Lifting the Financial Veil: A Solar Business Case
Making the Solar Business Case
For nearly 60-years, we at Cupertino Electric have focused on thoroughly understanding all of the elements that go into a successful construction project. In the alternative energy world, our analysis determined that renewable power generation systems were forced to compete for funding in the boardroom alongside other facility improvements. Because of this reality, our customers need to present a compelling case to their CFO or vice president of finance for why renewable projects are a sound business investment, aside from the goodwill they create as a symbol of a company's commitment to sustainability.
Since our first solar installation in 2007, our Energy Alternatives Division has treated every project as a stand-alone business case. We are well versed in explaining why a solar project is a good idea—especially in light of other capital projects. At the core of whether solar makes good business sense is our exploration of "doing nothing vs. doing something" as it relates to the rising cost of energy.
Clarifying the Customer's Financial Goals
We treat every project as a stand-alone business case and are adept at explaining why a solar project is a good idea—especially in light of other capital projects.
Before embarking on a detailed financial analysis , we work with clients to make sure that we intimately understand their financial goals and uncover potential roadblocks. We typically ask:
Is there a maximum allowable payback period?
Is there a target minimum internal rate of return or return on investment?
Do you want to own the PV system, or do you require some form of structured financing (PPA, commercial lease)?
Doing Nothing vs. Doing Something Approach
Once we have the customer's financial goals as context, we establish a client's annual expense and unit costs for electric service by reviewing a year's worth of electric bills. Using well-researched figures from public sources, we then apply a rate escalator (annual rate hike) to derive future estimated unit costs and to project annual expenses. This calculation represents the "do nothing" portion of the equation.

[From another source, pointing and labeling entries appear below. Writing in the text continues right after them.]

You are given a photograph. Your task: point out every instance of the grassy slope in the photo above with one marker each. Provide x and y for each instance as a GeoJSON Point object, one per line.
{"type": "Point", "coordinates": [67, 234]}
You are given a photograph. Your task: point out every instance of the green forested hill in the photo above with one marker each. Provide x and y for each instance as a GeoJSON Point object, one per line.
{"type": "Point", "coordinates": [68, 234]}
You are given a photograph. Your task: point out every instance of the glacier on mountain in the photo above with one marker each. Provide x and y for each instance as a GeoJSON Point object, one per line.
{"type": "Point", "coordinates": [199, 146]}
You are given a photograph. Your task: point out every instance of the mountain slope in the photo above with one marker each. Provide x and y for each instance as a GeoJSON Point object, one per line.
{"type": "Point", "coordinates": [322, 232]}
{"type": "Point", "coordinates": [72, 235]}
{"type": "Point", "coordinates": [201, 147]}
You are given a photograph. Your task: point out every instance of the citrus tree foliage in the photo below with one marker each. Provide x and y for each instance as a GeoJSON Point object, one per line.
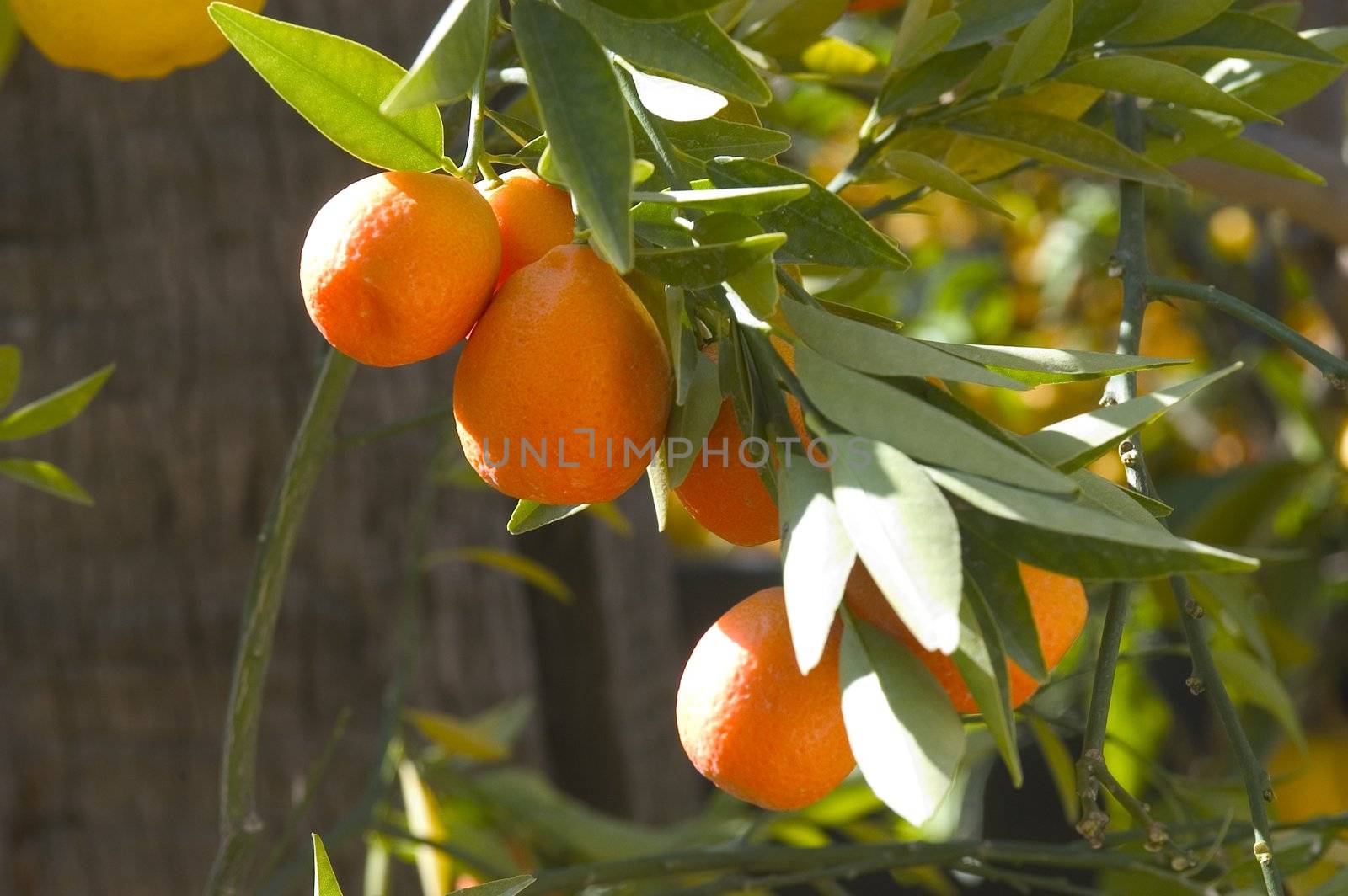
{"type": "Point", "coordinates": [650, 112]}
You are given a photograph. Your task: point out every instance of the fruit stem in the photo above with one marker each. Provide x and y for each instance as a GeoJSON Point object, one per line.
{"type": "Point", "coordinates": [240, 826]}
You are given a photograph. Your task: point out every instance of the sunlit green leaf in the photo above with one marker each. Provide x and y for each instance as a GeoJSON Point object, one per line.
{"type": "Point", "coordinates": [583, 108]}
{"type": "Point", "coordinates": [907, 736]}
{"type": "Point", "coordinates": [337, 85]}
{"type": "Point", "coordinates": [816, 557]}
{"type": "Point", "coordinates": [53, 410]}
{"type": "Point", "coordinates": [905, 532]}
{"type": "Point", "coordinates": [451, 61]}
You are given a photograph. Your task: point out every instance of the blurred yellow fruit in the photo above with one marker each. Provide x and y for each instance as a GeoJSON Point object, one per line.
{"type": "Point", "coordinates": [125, 38]}
{"type": "Point", "coordinates": [1233, 233]}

In contrast, the "do something" scenario is iterative from both a design and financial standpoint. For this portion, we prepare a conceptual system layout and electrical single-line diagram. From there, we estimate the delivered cost, and model the anticipated first-year power generated.
Our Approach: Be Transparent and Conservative
Knowing that solar PV projects will only get built if the money spent offers competitive returns, we at Cupertino Electric have adopted two very important principles:
Be transparent— our model, which includes the assumptions we make and the accounting practice we emulate, should always be clear and defendable. (For more on this, read a recent post about the importance of conveying clear pv plant information)
Be conservative—where factors affecting a model's results fall within a range, we use the figure with the most serious consequences that still allows us to remain competitive
The Case for Ownership
Our general approach in working with potential customers is to develop a 25-year pro forma income (profit-loss) statement broken out into three parts:
Income to the project — the sum of the amount of money the client would avoid paying the utility, plus California Solar Initiative  incentive payments, plus a Renewable Energy Credit .
Direct expense incurred by the project — the sum of maintenance costs of the system, insurance, and replacing an inverter around the ten to 15-year mark.
Depreciation  and tax treatment — based on the client's combined tax rate, usually between 35% to 45% to calculate any reduction (added income) or increase (added expense) in corporate taxes stemming from savings derived from the solar system .
After running our model, the results are compared to the financial goals outlined by our client. When our designs and estimates yield results that meet or exceed stated goals, we transmit summaries of all inputs and results to our client, and move forward with the engineering and construction processes. More commonly, if one or more of the financial goals aren't met, we review the conceptual design documents with a focus on increasing production and decreasing cost, and revise them accordingly. The iterative process then involves re-running our model to measure progress.
Where our modeling efforts have been successful, we at Cupertino Electric have achieved financial results that fall into the following ranges:
Low = 6.5 years
Average = 8-9 years
High = 10-12 years
25-Year Internal Rate of Return
Low = 8%
Average = 10% - 12%
High = 15+%
25-Year Levelized Cost of Energy
Low = $0.10 / kWh
Average = $0.12 / kWh
High = $0.14 / kWh
When we're able to fully collaborate with our customers to help meet their financial goals and put our extensive design and construction experience to deliver the best solution, we find that the objections to solar systems as investments fall away.
 When a financial model is complete, thorough, and conforms to standard accounting practice, it produces information about future equivalent electricity rates and expenses. While the cost of electricity will rise over time based on rate increases of random magnitude, the Cupertino Electric-based model is predictable.
 A per kilowatt-hour (kWh) system production incentive offered by the State of California currently valued at $0.025/kWh of PV system production for the first five (5) years of plant operation.
 A nominal ($0.01 / kWh) amount that is "banked" with the Western Renewable Energy Generation Information System (WREGIS) that can be bought, sold, or traded as part of the California Environmental Quality Act (CEQA).
 The "expense" incurred through reduction in asset value over time.
 IRS rules are clear in that only those assets directly associated with the PV system are depreciable. The IRS also requires that 50% of the one-time investment tax credit be deducted from the asset's book valuation.